Molecular Docking Study of Potential Antimicrobial Photodynamic Therapy As a Potent Inhibitor of Sars-Cov-2 Main Protease: An in Silico Insight Publisher Pubmed



Pourhajibagher M¹ ; Bahador A^{2, 3} Show Affiliations
Source: Infectious Disorders - Drug Targets Published:2023

Abstract

Background: Severe Acute Respiratory Syndrome-Coronavirus-2 (SARS-CoV-2) is rapidly spreading. Recently, antimicrobial photodynamic therapy (aPDT) using safe and cost-effective photo-sensitizers has been introduced as a valuable therapy for the eradication of microbial infections. Objective: This in silico study aimed to investigate the potential of aPDT against SARS-CoV-2 main protease (MPro). Methods: In this study, to evaluate possible inhibitors of SARS-CoV-2 during aPDT, a computational model of the SARS-CoV-2 MPro was constructed in complex with emodin, resveratrol, pterin, and hy-pericin as the natural photosensitizers. Results: According to the molecular docking analysis of protein-ligand complexes, emodin and resveratrol with a high affinity for SARS-CoV-2 MPro showed binding affinity-7.65 and-6.81 kcal/mol, respectively. All natural photosensitizers with ligand efficiency less than 0.3 fulfilled all the criteria of Lipinski’s, Veber’s, and Pfizer’s rules, except hypericin.
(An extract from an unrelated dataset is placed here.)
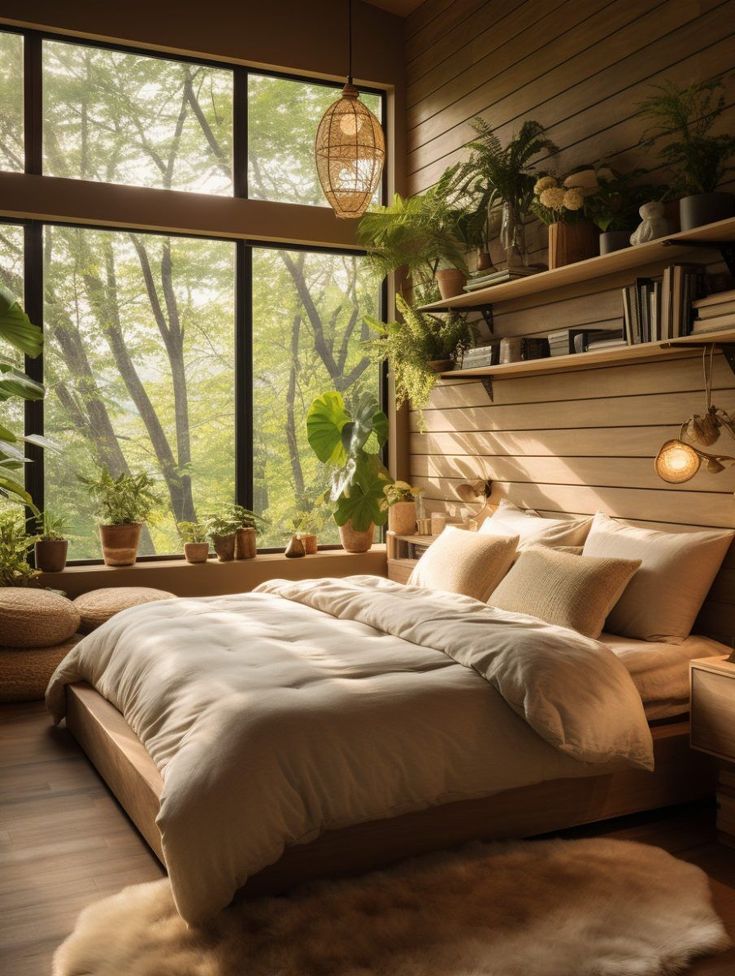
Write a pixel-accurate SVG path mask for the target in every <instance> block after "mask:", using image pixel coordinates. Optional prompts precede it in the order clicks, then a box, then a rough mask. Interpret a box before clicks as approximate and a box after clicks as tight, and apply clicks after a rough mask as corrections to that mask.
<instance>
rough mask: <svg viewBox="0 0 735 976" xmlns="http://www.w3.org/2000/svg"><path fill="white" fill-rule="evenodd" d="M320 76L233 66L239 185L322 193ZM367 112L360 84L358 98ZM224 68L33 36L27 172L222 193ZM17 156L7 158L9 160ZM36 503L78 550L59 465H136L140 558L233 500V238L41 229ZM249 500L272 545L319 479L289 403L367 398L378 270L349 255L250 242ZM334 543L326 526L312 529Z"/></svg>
mask: <svg viewBox="0 0 735 976" xmlns="http://www.w3.org/2000/svg"><path fill="white" fill-rule="evenodd" d="M18 42H19V38H18V36H17V35H13V34H0V140H1V141H0V167H2V168H4V169H10V168H22V160H23V140H22V128H21V127H20V126H21V123H22V86H21V84H20V82H19V81H18V78H19V77H20V72H19V70H18V68H19V65H20V64H21V63H22V52H21V53H20V54H19V53H18ZM335 97H337V92H336V91H335V89H334V88H331V87H326V86H323V85H318V84H307V83H304V82H301V81H294V80H291V79H281V78H275V77H269V76H258V75H250V76H249V79H248V159H247V172H248V194H249V196H250V197H254V198H258V199H265V200H274V201H279V202H294V203H295V202H298V203H301V204H310V205H324V201H323V199H322V196H321V190H320V188H319V185H318V180H317V178H316V173H315V168H314V164H313V140H314V133H315V131H316V127H317V125H318V122H319V118H320V117H321V114H322V113H323V112H324V110H325V108H326V107H327V105H329V104H330V102H331V101H333V100H334V98H335ZM365 100H366V102H367V103H368V104H369V105H370V108H371V109H372V110H373V111H375V112H376V113H379V111H380V101H379V99H378V98H377V96H369V95H368V96H365ZM232 115H233V75H232V72H231V71H229V70H227V69H220V68H212V67H209V66H205V65H199V64H188V63H182V62H176V61H169V60H165V59H161V58H152V57H145V56H140V55H137V54H128V53H121V52H116V51H110V50H103V49H98V48H94V47H89V46H80V45H75V44H71V43H66V42H57V41H44V42H43V125H44V137H43V159H44V162H43V165H44V173H46V174H49V175H53V176H61V177H66V178H74V179H76V178H78V179H84V180H97V181H105V182H109V183H128V184H134V185H142V186H150V187H158V188H163V189H173V190H185V191H194V192H198V193H214V194H231V193H232V192H233V177H232V169H233V159H232V152H233V149H232V145H233V138H232V134H233V125H232ZM14 161H20V164H21V166H20V167H18V166H15V164H14ZM43 251H44V329H45V334H46V346H45V350H44V378H45V382H46V384H47V398H46V402H45V433H46V436H47V437H49V438H51V439H52V440H54V441H55V442H56V444H57V445H58V446H59V451H58V452H51V451H47V452H46V455H45V496H46V497H45V505H46V507H47V508H48V509H49V510H51V511H53V512H55V513H57V514H60V515H63V516H65V517H66V519H67V529H68V533H69V535H70V538H71V545H70V556H71V558H75V559H84V558H98V557H99V544H98V541H97V535H96V529H95V525H94V520H93V513H92V510H91V505H90V502H89V499H88V496H87V493H86V490H85V489H84V488H83V486H82V485H81V484H80V483H79V480H78V477H79V476H89V475H91V474H93V473H94V472H95V470H96V469H97V468H99V467H100V466H106V467H108V468H109V469H110V470H111V471H112V472H113V473H114V474H117V473H120V472H125V471H138V470H141V469H144V470H147V471H148V472H150V473H151V474H152V475H153V476H154V477H156V479H157V480H158V482H159V485H160V495H161V511H160V513H159V514H160V517H159V518H158V519H157V520H156V521H155V522H154V523H153V524H151V525H150V526H148V528H147V529H146V531H145V533H144V538H143V540H142V544H141V553H142V554H146V553H149V554H150V553H172V552H176V551H179V549H180V544H179V541H178V538H177V534H176V529H175V522H176V521H180V520H185V521H191V520H193V519H195V518H197V517H202V516H203V515H206V514H207V513H209V512H212V511H215V510H216V509H217V508H218V507H221V506H222V505H223V504H226V503H229V502H232V501H234V491H235V466H236V465H235V426H236V409H237V407H236V402H235V328H236V317H235V292H236V273H237V272H236V260H235V251H236V245H235V244H234V243H233V242H231V241H225V240H211V239H202V238H190V237H168V236H163V235H157V234H144V233H136V232H128V231H125V230H96V229H84V228H78V227H62V226H51V225H49V226H46V227H45V228H44V238H43ZM22 255H23V240H22V229H20V228H18V227H17V226H14V225H10V224H4V225H3V224H0V281H2V283H3V284H5V285H7V286H8V287H9V288H10V289H11V290H12V291H13V292H14V293H15V294H16V295H20V296H22V294H23V289H22V285H23V281H22V275H23V267H22ZM252 268H253V281H252V294H253V308H252V322H253V342H252V360H253V390H252V396H253V460H254V464H253V481H254V484H253V488H254V507H255V509H256V511H258V512H260V513H262V514H263V515H265V516H266V518H267V519H268V521H269V527H268V528H267V529H266V530H265V531H264V533H263V534H262V536H261V539H260V545H262V546H269V545H271V546H277V545H281V544H282V543H283V541H284V535H285V531H286V529H287V528H288V522H289V521H290V520H291V519H292V518H293V517H294V516H295V515H296V514H297V512H298V511H299V510H308V509H309V508H310V507H311V505H312V504H313V503H314V500H315V498H316V496H317V495H318V494H319V493H320V492H321V491H323V490H324V487H325V485H326V477H325V472H324V471H323V470H321V469H320V465H319V464H318V462H317V461H316V458H315V457H314V456H313V454H312V452H311V451H310V449H309V448H308V445H307V443H306V431H305V413H306V410H307V409H308V406H309V404H310V402H311V400H312V399H313V397H314V396H316V395H317V394H319V393H321V392H324V391H325V390H327V389H330V388H336V389H338V390H342V391H347V390H353V391H357V390H362V389H370V390H371V391H373V392H376V393H377V390H378V382H379V381H378V369H377V367H376V366H375V365H374V364H372V363H371V362H370V360H369V359H368V357H367V356H366V355H365V352H364V348H363V347H362V346H361V340H362V339H365V338H367V335H366V326H365V325H364V321H363V316H364V315H366V314H367V315H379V311H380V310H379V293H380V289H379V282H378V281H377V280H376V279H375V277H374V276H373V275H372V274H371V273H370V271H369V269H368V266H367V263H366V262H365V260H364V259H363V258H361V257H360V256H355V255H345V254H335V253H327V252H316V251H297V250H290V249H285V248H278V247H254V248H253V254H252ZM336 540H337V533H336V527H335V526H334V525H333V523H332V522H331V521H330V523H329V525H328V528H327V529H325V531H324V532H323V533H322V537H321V541H322V542H330V541H336Z"/></svg>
Also, the results of molecular dy-namic simulation confirmed the stability of the SARS-CoV-2 MPro and inhibitor complexes. Conclusion: As the results showed, emodin, resveratrol, and pterin could efficiently interact with the MPro of SARS CoV-2. It can be concluded that aPDT using these natural photosensitizers may be con-sidered a potential SARS-CoV-2 MPro inhibitor to control COVID-19. © 2023 Bentham Science Publishers.